Enfim... Outra coisa que sempre passou pela minha mente quando assistia o “antes do amanhecer”, entre tantos outros absurdos, era em como uma escolha boba como ter dobrado numa e não noutra esquina num dia qualquer há anos atrás, pode ter sido decisivo e fundamental para o como se está hoje em dia. Qual a importância de calçar este ou aquele sapato, pôr no som hoje este ou aquele cd, persistir, desistir, aceitar ou não um convite, fazer ou não uma promessa?

As promessas, as metas, os desejos, as opiniões, os sonhos... quanto tempo duram? Tenho um amigo que conheceu uma pessoa em Porto Alegre durante uma viagem. Ambos assistiram o primeiro filme e, como eu e muitos (creio), eram encantados por aquele romance. Era pela época do lançamento da continuação e parece que queriam, mas não puderam assisti-la (não sei bem a história, mas...). Então, ambos fizeram a promessa de somente assistir o filme se fosse em companhia um do outro. O fato é que, desde então, um país inteiro os separa e não sei se eles já assistiram... Mas deveriam...

Nem sei por que lembrei disso... Cabe tanta coisa dentro cada um... De cada segundo vivido, nunca se sabe o quanto fica e quanto se perde. Imagine a quantidade de coisa pra pôr em dia ao se rever alguém de quem não se tinha notícias há nove anos, por exemplo. E imagine o quanto ficará por ser dito... seja por não ser conveniente; por pensar que o outro não achará interessante, mesmo sendo essencial pra você; por trauma; por querer disfarçar o que realmente se sente; por falta de tempo...
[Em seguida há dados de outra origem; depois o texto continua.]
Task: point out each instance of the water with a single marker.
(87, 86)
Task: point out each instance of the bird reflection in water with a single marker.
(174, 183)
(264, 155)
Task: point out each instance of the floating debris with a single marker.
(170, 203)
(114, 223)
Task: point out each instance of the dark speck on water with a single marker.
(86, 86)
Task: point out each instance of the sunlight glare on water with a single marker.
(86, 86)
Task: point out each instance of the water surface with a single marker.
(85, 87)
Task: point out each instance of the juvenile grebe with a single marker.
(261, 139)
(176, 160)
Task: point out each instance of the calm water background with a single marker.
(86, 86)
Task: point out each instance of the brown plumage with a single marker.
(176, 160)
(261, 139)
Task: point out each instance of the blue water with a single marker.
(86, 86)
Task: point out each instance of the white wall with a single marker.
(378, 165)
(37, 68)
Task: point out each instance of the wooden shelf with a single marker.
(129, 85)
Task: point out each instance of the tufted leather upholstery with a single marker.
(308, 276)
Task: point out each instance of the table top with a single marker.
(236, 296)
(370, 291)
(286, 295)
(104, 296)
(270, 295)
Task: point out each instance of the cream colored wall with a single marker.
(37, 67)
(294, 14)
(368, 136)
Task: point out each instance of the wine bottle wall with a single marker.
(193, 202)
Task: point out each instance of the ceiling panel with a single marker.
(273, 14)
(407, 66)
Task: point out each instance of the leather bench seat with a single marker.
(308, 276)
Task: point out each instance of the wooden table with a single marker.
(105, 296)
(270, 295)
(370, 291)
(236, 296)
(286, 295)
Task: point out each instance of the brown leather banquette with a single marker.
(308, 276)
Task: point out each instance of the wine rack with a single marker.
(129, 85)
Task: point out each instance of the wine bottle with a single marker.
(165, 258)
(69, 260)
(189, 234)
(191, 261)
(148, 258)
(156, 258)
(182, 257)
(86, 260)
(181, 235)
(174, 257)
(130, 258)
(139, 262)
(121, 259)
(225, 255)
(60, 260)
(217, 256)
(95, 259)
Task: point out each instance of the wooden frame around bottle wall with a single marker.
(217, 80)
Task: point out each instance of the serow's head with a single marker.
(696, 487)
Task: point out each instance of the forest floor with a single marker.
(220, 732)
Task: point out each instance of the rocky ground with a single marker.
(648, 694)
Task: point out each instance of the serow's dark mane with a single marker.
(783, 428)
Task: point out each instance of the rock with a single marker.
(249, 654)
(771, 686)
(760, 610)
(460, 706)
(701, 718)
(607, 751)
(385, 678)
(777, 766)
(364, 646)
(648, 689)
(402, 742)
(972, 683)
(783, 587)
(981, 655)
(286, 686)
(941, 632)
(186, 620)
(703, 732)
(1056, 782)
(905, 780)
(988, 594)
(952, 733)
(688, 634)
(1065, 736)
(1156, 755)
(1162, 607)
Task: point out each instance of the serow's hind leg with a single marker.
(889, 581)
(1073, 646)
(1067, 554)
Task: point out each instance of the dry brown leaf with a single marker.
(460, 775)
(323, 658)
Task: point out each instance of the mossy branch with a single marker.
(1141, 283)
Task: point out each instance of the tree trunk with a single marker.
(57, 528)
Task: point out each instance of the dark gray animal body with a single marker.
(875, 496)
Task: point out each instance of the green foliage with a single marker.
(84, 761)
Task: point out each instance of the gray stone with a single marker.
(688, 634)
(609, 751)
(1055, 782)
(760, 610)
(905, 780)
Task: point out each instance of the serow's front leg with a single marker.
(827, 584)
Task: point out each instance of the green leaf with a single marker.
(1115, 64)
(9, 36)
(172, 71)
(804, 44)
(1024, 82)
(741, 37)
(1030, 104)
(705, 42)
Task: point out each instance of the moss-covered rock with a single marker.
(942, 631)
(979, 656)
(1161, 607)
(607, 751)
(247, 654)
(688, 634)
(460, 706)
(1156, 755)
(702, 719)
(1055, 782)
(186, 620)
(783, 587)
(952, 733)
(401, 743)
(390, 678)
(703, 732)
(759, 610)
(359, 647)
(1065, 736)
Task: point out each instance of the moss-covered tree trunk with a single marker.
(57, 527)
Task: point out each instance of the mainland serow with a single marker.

Uma tarde é muito pouco tempo pra recuperar o tempo perdido... Proust passou cerca de treze anos, (sendo que 3 dos quais, os 3 últimos de sua vida, trancafiado num quarto) perdendo e tentando recuperar o tempo de uma vida e, mesmo tendo escrito a sua maior obra (Em busca do Tempo Perdido), creio que se lhe fosse perguntado, ainda assim o diria: não deu.

Muitos são os lugares, as pessoas, as promessas, os ideais, os sonhos e é possível que eles até fiquem em nós. Porém, talvez nós é que não fiquemos. O tempo passou pelos personagens e os lugares e, os personagens e lugares, pelo tempo, como em Proust.

Proust, também ele, passou, se foi. Nós sempre estamos indo... e assim as coisas vão (também)... e ficam, repetindo-se em algum lugar (onde?).

Não sei... Já é a terceira vez que o letreiro desce aqui na tv, a música teima em dar agulhadas no peito, é a segunda garrafa de vinho, há uma lágrima ancestral sufocada aqui dentro e um sorriso que não sei explicar e, mesmo diante de tanta conversa que Jesse e Celine têm pra pôr em dia enquanto caminham por Paris, eu ainda não tenho palavras pra dizer qualquer coisa sobre “antes do pôr-do-sol”.